Women are respected in Islam, Dr. Abbasi noted. “The biggest historian who collected most of the hadiths was one of the wives of the Prophet. Women engaged in commercial transactions were encouraged to seek knowledge and were both instructors and pupils in the early Islamic period. Islam highly valued education for men and women.

“Also in the Islamic law, domestic violence is addressed under the concept of haram (darar), as is a husband’s failure to provide obligatory financial support (nafaqa) for his wife, along with the absence of the husband from home, the husband’s inability to fulfill his wife’s sexual needs or any mistreatment of the wife’s family members.

“We think of feminism and women’s empowerment as a Western concept. What I see when I look at American history is that women weren’t accepted as full citizens in the 1920s. In America, in the 1930s, we see a spike in policies and laws that discriminated against women, with nine states even forbidding them to work after they married. Islam gave women the right to work 1,400 years ago and their status does not change when they get married.”

Women could require their husbands to sign prenuptial agreements from the time of the Prophet, she said. In these legal agreements, women could enforce their right to divorce, to maintain custody of their children, to wear a head covering or not to wear a head covering, the right to be the one and only wife of her husband and other issues that concerned her, she explained.

Remnants of culture

“I’m not saying that it is all better in Muslim countries,” Dr. Abbasi continued. “As soon as the Prophet passed away, we start seeing policies come back of controlling women and changing interpretations of Islam. 

“The cultures where Islam is practiced got mixed in with Islamic interpretations. These cultural practices pre-date Islam,” she said. 

To help her audience understand how Islam is different from culture, Dr. Abbasi asked them to consider the series “Game of Thrones.” The show reminds her of the Jahiliyyah, the period in Arabia before the advent of Islam called “the age of ignorance.” 

“Like in Game of Thrones, women were treated like a piece of property. In contrast, Islam gave full personhood to women, an identity. It prohibited female infant infanticide and gave women the right to own property and to divorce. When you get married, you don’t have to take your husband’s name; you are entitled to your own name and identity.”

Abbasi noted there have been some Quranic verses have been misinterpreted to defend the hitting of wives as punishment in some cultures. Yet, many Islamic scholars, men and women, have shown the Arabic words have multiple meanings that contradict that interpretation.

“What I see is that men were given superior strength and endurance so they can nurture, advise, guide and protect women, not so they can control them. Marriage in the Islamic concept is a means of tranquility, protection, peace and comfort,” she said.

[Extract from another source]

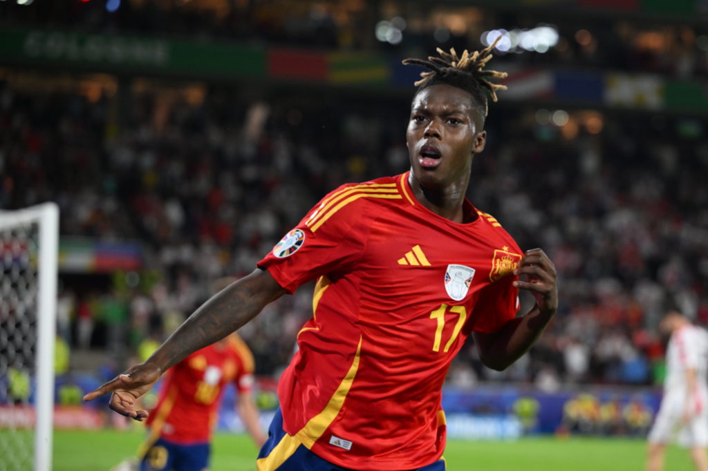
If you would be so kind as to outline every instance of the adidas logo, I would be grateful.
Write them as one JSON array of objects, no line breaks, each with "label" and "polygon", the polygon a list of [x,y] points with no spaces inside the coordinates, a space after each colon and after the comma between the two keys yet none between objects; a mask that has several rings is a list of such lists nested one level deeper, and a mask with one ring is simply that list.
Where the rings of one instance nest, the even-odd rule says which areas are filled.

“You have the option. You can have the violence happen or you can have the kindness happen. Each one of us can participate and contribute with that.”

Creating a supportive society

Many cultures do not support women who are in abusive relationships, Dr. Abbasi noted. “From when you are a young girl, you hear from your family they hope you will be happily married. You hear that all the happiness will come after you are married. When you go to your husband’s house, you will be free to get your education, you will be free to travel, to do whatever you want. That might not be the reality. 

“You may also belong to a society where the only way out of marriage is death. The narrative I often hear is ‘Stay in it for the children; your children need a father.’ Our cultures put the onus on the woman to make the marriage work. When the marriage fails, we tell the woman she failed. So, leaving an abusive partner is a very difficult thing to do.

“Toxic homes are more detrimental to the kids than single-parent homes. We have to stop calling single-parent homes ‘broken homes.’

“This is the message: it is not one religion or one culture or one thing that is perpetrating domestic violence. It is a societal problem,” she said. That is why it will take our joint efforts to address it.

Dr. Abbasi is the founding director of the annual Muslim Mental Health Conference, a national and international conference now in its 14th year. It will be held March 25-26 at Yale University and online.